As our desired and ability to generate more and more functional data on proteins grows, ProteinGym will also grow. I think we'll end with up a whole ProteinGym's worth of stability assay data, and a whole ProteinGym's worth of expression data, and a whole ProteinGym's worth of activity data, and that is going to be very cool. Until that time, I think we should be choosy about which datasets we include in our evals to get a sharper, clearer, and hopefully earlier signal about whether that new model we're trying out is any good. ProteinGym is a precious resource with a lot more subtlety than a single number, and we can use the depth and diversity of the datasets to our advantage.

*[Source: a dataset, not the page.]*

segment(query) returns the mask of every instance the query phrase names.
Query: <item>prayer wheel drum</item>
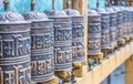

Create your own evals for problems you care about
One of the most impactful things I did at Ginkgo was build task-specific evals for deep learning models, so we could determine which models worked well, and which worked poorly, on tasks that we cared about. For example, if you were designing for improved thermostability, you could look at the task-specific results in the evals and determine which model or set of models (or inference procedure) you should use. Because I built evals from real customer data, this was a rich resource for anyone designing proteins Ginkgo’s customers cared about.